Archive : Summer 2006


WHEN A PATIENT'S GENES EXPRESS THEMSELVES, THEY MIGHT:
Suggest that a certain treatment is almost sure to work // Signal that heart transplant rejection is imminent // Advise against chemotherapy // Issue other messages we don’t yet understand.

Medicine Gets Personal [page 3]


So do treatments that are toxic for patients, which result in about 1,000 U.S. deaths every year. The AmpliChip CYP450 test, a new diagnostic tool from Roche Diagnostics, looks for variations on two genes that determine how an individual will metabolize certain prescription drugs. Physicians can use that information to avoid prescribing doses that may be either dangerously high or ineffectively low.

As encouraging as it is to witness the arrival of tests and treatments, the march of medical progress often seems agonizingly slow for those desperate for a cure. Forty years ago, scientists found the first genetic clue to chronic myelogenous leukemia (CML), a cancer of the blood and bone marrow: One chromosome in the white blood cells was shorter than normal. But it wasn’t until 1987 that scientists identified the protein that the two ends of the broken chromosomes express, Bcr-Abl tyrosine kinase, which produces an excess of white blood cells. In the early 1990s, Novartis was trying to make a drug to combat a gene implicated in coronary thrombosis. Though the therapy wasn’t effective for that purpose, it did block the Bcr-Abl protein. Gleevec (imatinib mesylate) entered Phase I clinical trials in 1998 and was granted fast track approval by the FDA in 2001 after the majority of CML patients responded well with no serious side effects. And so, after 35 years, Gleevec became the first therapy to target the expression of a gene abnormality.

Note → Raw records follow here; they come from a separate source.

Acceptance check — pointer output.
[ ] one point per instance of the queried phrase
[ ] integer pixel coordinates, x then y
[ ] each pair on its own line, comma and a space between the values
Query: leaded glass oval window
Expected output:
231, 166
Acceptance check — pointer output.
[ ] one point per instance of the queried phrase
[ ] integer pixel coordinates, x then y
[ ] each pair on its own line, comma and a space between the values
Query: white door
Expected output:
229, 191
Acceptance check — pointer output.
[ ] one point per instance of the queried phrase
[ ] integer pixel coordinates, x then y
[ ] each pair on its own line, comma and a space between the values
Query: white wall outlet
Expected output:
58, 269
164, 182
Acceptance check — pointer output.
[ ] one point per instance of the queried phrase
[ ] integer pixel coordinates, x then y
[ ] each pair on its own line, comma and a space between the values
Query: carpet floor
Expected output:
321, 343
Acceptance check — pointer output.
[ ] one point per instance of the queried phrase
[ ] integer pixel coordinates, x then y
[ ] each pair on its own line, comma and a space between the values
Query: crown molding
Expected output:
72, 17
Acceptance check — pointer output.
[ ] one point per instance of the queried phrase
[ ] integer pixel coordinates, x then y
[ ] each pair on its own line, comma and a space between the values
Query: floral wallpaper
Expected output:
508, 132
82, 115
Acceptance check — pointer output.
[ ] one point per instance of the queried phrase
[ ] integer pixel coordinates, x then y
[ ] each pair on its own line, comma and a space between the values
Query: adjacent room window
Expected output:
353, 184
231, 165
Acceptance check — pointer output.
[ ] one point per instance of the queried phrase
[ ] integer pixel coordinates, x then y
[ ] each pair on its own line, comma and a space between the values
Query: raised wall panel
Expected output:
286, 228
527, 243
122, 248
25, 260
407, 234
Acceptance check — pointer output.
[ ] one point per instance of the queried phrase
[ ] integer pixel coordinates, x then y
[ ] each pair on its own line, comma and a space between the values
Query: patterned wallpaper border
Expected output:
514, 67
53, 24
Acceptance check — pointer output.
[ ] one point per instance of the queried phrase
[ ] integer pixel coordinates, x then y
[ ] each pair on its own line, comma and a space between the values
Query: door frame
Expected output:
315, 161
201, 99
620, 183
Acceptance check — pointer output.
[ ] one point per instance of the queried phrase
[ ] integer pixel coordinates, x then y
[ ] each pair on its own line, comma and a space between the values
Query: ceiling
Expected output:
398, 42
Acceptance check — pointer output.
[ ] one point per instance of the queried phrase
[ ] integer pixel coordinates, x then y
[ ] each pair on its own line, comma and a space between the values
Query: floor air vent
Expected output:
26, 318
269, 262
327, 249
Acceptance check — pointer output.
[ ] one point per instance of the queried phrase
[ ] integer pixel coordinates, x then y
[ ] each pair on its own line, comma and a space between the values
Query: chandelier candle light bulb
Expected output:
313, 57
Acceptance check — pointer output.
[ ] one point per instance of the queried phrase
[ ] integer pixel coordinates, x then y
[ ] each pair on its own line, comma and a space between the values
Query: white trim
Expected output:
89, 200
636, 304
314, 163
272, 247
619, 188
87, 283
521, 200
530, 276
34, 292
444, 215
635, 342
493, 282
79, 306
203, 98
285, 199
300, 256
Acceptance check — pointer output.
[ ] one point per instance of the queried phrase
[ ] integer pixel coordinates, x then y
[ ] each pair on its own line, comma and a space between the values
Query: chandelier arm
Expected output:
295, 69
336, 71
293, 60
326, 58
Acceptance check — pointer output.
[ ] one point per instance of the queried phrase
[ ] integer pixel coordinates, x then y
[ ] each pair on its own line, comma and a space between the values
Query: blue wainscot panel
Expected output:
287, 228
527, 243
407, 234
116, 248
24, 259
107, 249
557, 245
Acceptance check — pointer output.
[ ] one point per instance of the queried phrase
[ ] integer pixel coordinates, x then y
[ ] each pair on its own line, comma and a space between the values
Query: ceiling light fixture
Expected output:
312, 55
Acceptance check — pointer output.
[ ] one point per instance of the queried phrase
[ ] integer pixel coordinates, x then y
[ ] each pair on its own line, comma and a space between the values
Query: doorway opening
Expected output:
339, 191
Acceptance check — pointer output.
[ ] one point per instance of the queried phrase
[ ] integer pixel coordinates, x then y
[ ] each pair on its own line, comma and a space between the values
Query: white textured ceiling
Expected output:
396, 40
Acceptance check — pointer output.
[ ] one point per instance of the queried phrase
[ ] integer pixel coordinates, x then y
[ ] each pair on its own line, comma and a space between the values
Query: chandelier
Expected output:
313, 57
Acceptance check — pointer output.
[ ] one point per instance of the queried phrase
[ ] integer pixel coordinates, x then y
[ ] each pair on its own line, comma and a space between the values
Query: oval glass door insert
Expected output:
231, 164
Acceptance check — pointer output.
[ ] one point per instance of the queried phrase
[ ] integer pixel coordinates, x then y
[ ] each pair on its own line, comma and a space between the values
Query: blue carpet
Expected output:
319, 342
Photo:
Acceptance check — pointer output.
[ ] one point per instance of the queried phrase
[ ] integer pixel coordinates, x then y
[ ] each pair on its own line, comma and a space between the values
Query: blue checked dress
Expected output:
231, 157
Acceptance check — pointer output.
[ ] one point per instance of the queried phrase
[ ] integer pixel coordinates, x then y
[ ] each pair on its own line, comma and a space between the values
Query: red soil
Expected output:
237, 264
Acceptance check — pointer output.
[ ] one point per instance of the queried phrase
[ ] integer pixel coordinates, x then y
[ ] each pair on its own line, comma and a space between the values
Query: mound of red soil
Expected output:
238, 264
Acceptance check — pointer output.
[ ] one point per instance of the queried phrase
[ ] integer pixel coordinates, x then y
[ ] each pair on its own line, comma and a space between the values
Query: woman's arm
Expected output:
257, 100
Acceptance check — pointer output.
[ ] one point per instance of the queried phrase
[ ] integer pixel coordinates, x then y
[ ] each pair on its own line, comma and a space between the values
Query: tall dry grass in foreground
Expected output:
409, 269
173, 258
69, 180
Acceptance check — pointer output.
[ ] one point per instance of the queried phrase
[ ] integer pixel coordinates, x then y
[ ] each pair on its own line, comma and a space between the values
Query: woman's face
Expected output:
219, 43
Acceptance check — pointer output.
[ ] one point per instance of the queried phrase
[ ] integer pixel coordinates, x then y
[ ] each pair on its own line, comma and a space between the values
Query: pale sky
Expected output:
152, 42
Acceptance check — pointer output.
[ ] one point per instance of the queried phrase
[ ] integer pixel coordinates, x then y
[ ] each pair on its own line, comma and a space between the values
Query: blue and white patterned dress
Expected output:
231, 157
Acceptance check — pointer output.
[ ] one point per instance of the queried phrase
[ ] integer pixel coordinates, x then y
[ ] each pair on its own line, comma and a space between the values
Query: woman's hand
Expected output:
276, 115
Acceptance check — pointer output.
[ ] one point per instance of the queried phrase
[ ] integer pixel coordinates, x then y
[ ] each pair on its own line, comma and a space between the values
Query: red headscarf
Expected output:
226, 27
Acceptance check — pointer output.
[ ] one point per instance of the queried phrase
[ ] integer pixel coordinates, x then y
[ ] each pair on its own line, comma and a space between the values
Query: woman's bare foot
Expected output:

Iressa (gefitinib), approved in 2003, also blocks a tyrosine kinase, but in non-small-cell lung tumors. When it works, Iressa reduces tumors by 50% to 90%. Yet only one in 10 U.S. patients responds to the drug. To find out why, Daniel Haber, director of the Massachusetts General Hospital Cancer Center, looked at the gene producing the protein targeted by Iressa—epidermal growth factor receptor—and found that tumors responding to the drug had a genetic mutation at exactly the site where Iressa would bind to them. The mutation causes the protein to bind to Iressa 10 times more tightly than a normal protein does. That finding, confirmed by other researchers in Boston, New York and elsewhere, helped explain the low overall response rate to Iressa, and provided an approach for targeting the drug to those most likely to respond. It also led to a genomics test that examines DNA from lung tumor tissue to predict which patients will benefit from Iressa.

Now Haber and others are seeking to understand another anomaly—that large percentages of some populations with non-small-cell lung cancer, namely women, Asians and nonsmokers, have the mutation that makes the tumor treatable with Iressa. But for aerospace engineer G.M. of San Gabriel, Calif., the reason hardly mattered. G.M., who is Chinese and who spent the first 18 years of his life in Hong Kong, was devastated when doctors discovered a golf ball–size tumor in his right lung. But his oncologist told him how extremely effective Tarceva (a drug related to Iressa, and preferred in the United States) is for nonsmokers, particularly those of Asian descent. Five months after his therapy began, G.M.’s lung tumor disappeared.

Five years from now, Haber predicts, physicians will prescribe therapies based on a tumor’s critical genes rather than on where in the body the cancer originated, because many targeted drugs are found to work in multiple types of cancers. “Right now we are looking only at mutations in genes producing kinases because it is possible to make drugs targeting those proteins,” says Haber. “As soon as we can make drugs against other types of proteins, researchers will be matching them with genetic abnormalities in those cancer genes as well.”